Lists, Tables, Psets (Was: Joy, Dolphin, ...)

btanksley@hifn.com btanksley@hifn.com
Wed, 5 Apr 2000 15:24:50 -0700


From: Kyle Lahnakoski [mailto:kyle@arcavia.com]
>btanksley@hifn.com wrote:

>> I also don't think
>> that DBOS can be more reflective than my language; the best 
>> you can do is
>> have a smaller VM.  Your inclusion of parameter names would 
>> seem to require
>> more complex VM support than my inclusion of an explicit stack, thus
>> requiring a larger VM.

>MMMMmm.  You speak of VM, but DBOS not seem to have one.

Hmm.  I've always thought that VMs weren't necessary, but so far I haven't
found a system which doesn't have one.  From what I can see of your system,
you have a huge VM.  Perhaps the very magnitude of the VM is making you
ignore its presence.

>The MSM
>(Messaging State Machine) is only a specification of functionality,
>technically, no more special than source code.  The DBOS compiles MSMs
>into executable code.

"The DBOS" contains a VM, as far as I can see.

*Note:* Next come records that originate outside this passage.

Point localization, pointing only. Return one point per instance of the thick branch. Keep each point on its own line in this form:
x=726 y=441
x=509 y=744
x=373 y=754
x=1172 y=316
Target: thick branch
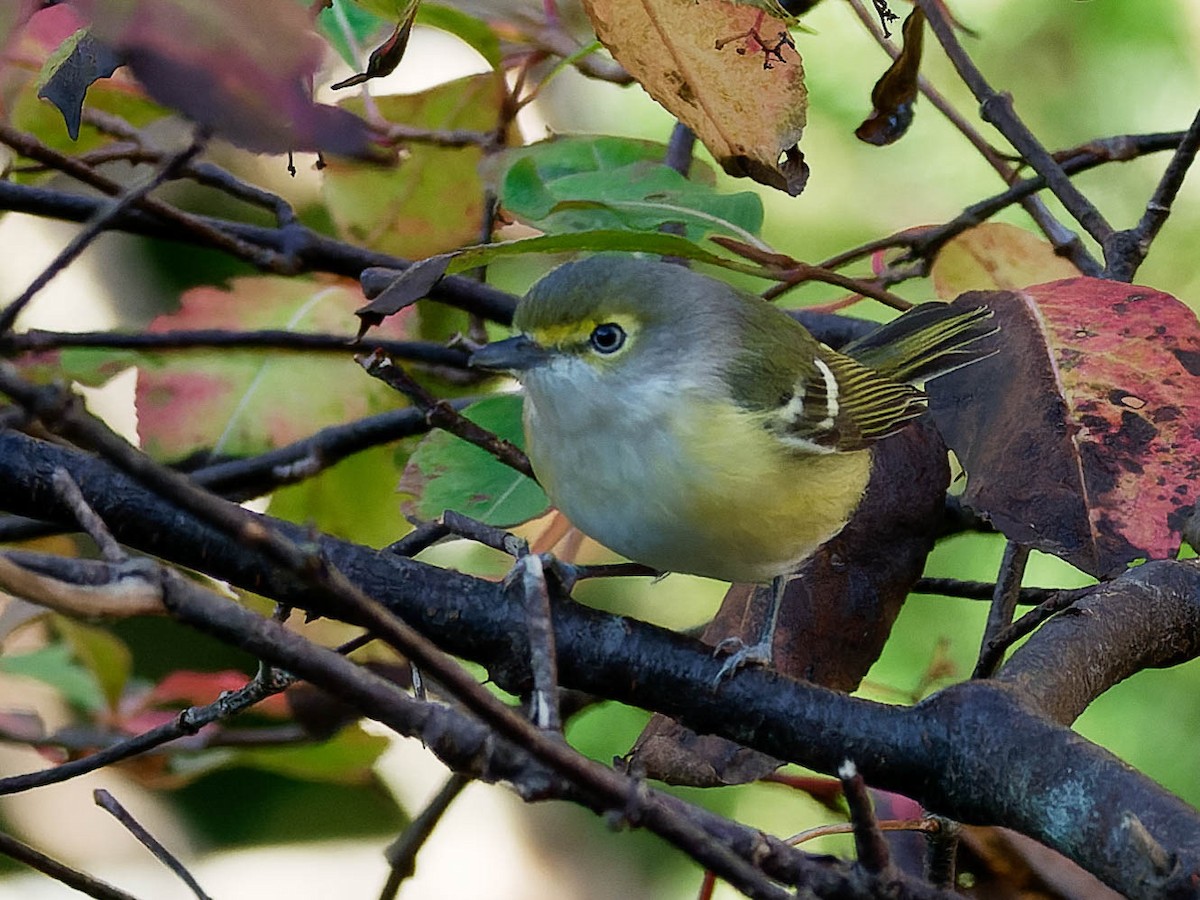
x=979 y=753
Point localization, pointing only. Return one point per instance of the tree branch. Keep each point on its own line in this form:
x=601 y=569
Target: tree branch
x=946 y=751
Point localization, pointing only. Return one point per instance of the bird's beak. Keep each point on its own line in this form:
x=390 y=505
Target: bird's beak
x=515 y=354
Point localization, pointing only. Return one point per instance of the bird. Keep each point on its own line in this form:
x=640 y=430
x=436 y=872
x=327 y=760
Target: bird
x=694 y=427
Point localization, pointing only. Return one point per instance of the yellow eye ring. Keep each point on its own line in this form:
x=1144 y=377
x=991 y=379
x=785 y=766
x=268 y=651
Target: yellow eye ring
x=607 y=337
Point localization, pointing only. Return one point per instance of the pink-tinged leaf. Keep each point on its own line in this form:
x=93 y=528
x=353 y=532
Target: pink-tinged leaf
x=243 y=70
x=1081 y=437
x=727 y=71
x=433 y=201
x=235 y=402
x=996 y=256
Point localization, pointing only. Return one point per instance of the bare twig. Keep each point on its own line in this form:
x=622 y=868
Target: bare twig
x=401 y=855
x=924 y=243
x=873 y=850
x=1003 y=604
x=63 y=874
x=987 y=591
x=441 y=414
x=943 y=849
x=1132 y=246
x=69 y=491
x=109 y=804
x=993 y=651
x=189 y=721
x=1065 y=241
x=93 y=229
x=997 y=108
x=544 y=709
x=66 y=415
x=424 y=352
x=199 y=231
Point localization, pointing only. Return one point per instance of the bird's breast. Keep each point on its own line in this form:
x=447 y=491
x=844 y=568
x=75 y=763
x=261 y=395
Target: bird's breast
x=689 y=485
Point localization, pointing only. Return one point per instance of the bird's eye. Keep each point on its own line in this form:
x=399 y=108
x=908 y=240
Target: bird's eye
x=607 y=337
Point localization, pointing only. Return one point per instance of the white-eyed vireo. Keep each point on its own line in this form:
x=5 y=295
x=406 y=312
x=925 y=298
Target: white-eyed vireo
x=696 y=429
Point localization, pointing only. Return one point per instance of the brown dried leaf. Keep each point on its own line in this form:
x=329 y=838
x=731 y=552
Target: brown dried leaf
x=727 y=71
x=996 y=256
x=895 y=93
x=1081 y=437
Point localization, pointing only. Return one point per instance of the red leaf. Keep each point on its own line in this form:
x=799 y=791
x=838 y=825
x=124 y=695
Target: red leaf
x=240 y=69
x=1083 y=436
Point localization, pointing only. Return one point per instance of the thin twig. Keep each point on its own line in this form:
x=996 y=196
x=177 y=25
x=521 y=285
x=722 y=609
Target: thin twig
x=544 y=709
x=423 y=537
x=483 y=533
x=987 y=591
x=869 y=841
x=441 y=414
x=993 y=651
x=189 y=721
x=1065 y=241
x=1132 y=246
x=196 y=227
x=63 y=874
x=1003 y=604
x=109 y=804
x=942 y=845
x=63 y=414
x=93 y=229
x=997 y=109
x=401 y=855
x=425 y=352
x=924 y=243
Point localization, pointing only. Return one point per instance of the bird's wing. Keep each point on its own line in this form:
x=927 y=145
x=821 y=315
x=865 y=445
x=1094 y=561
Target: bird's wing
x=840 y=405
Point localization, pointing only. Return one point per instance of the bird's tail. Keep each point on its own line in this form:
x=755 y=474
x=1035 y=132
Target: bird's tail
x=927 y=341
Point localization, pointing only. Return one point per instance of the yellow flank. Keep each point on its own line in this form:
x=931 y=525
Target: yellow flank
x=699 y=489
x=768 y=505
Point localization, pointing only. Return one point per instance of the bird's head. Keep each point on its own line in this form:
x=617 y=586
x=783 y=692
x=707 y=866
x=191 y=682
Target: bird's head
x=616 y=321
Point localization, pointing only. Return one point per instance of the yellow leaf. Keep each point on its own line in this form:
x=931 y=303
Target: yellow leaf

>I will try again:  It would be great if the optimization of an LLL was
>solved; a static optimizer was a solution.  Then any system that used
>the LLL would not have to concern itself with the optimization of LLL. 

I'm still missing something critical.  Are you assuming that if the LLL
optimised itself for the native platform, the HLL could simply compile to
the LLL?  This makes sense, and is partially what I had intended; actually,
though, I was thinking that the HLL would compile to the tokenized form of
the LLL.  Same thing, I suppose.

My LLL will not have any kind of optimiser built into it (well, there is a
possibility that I'll be emitting code which handles superscalar code
generation correctly, but that's an essential, behavior-altering part of the
VM more than it's a mere optimization).  There will be an optimiser written
in it, though.

>Kyle Lahnakoski                                  Arcavia Software Ltd.